NNSA Administrator Jill Hruby joined women from around the world at a virtual side event during the IAEA General Conference in Vienna, Austria, last month focused on the challenges facing women in the fields of nuclear and radiological security and the contributions they have made.
The event was part of an NNSA Nuclear Security Women’s Initiative, which works internationally to highlight, empower, and amplify women’s voices in all aspects of nuclear and radiological security. The initiative’s goal is to address the root challenges that limit the representation, visibility, and career development of female professionals by providing education, training, research, networking, and professional development.
Panelists from five continents provided their insight and experiences working in nuclear security for over 200 virtual participants. The U.S. Under Secretary of State for Arms Control and International Security, Ambassador Bonnie Jenkins, also shared her perspective as part of the esteemed slate of speakers.
By achieving gender parity, we open the door to bringing innovative ideas and fresh perspectives to the table.
During her remarks to the group, Under Secretary Jenkins acknowledged that “it can be very hard to retain confidence and focus when you are the only person of your gender or ethnicity in the room,” and encouraged participants to “draw strength from the fact that everyone endures occasional self-doubt. We only succeed to the extent we learn to adapt and overcome those feelings.”
Administrator Hruby emphasized the need to support and increase opportunities for women in nuclear and radiological security, recruit the next generation of women leaders and experts, and discussed the impact that mentors and role models can have on women’s growth in the field.
“When it comes to addressing the ever-evolving challenges and risks we face in our work every day, we need to have the best talent and diverse perspectives on our team,” Administrator Hruby said. “By achieving gender parity, we open the door to bringing innovative ideas and fresh perspectives to the table.”

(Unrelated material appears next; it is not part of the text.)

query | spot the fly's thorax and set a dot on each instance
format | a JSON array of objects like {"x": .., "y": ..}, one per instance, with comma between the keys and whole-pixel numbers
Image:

The event highlighted successful women in the field and provided a forum to discuss common challenges women face entering, staying, and excelling in a historically male-dominated profession, where the number of women in some disciplines is as low as 20 percent of the workforce.
The event also provided a space to learn about institutional or leadership support and actions that were effective for the panelists and the tremendous opportunities their institutions will gain by actively addressing gender diversity and equity.
NNSA plans to leverage the NSW Initiative, relationships, resources, and experiences of the participants and their organizations, as well as those attending the General Conference, to increase the participation of women, minorities, and other underrepresented groups. Doing so will not only help strengthen the global material security profession but also society at large.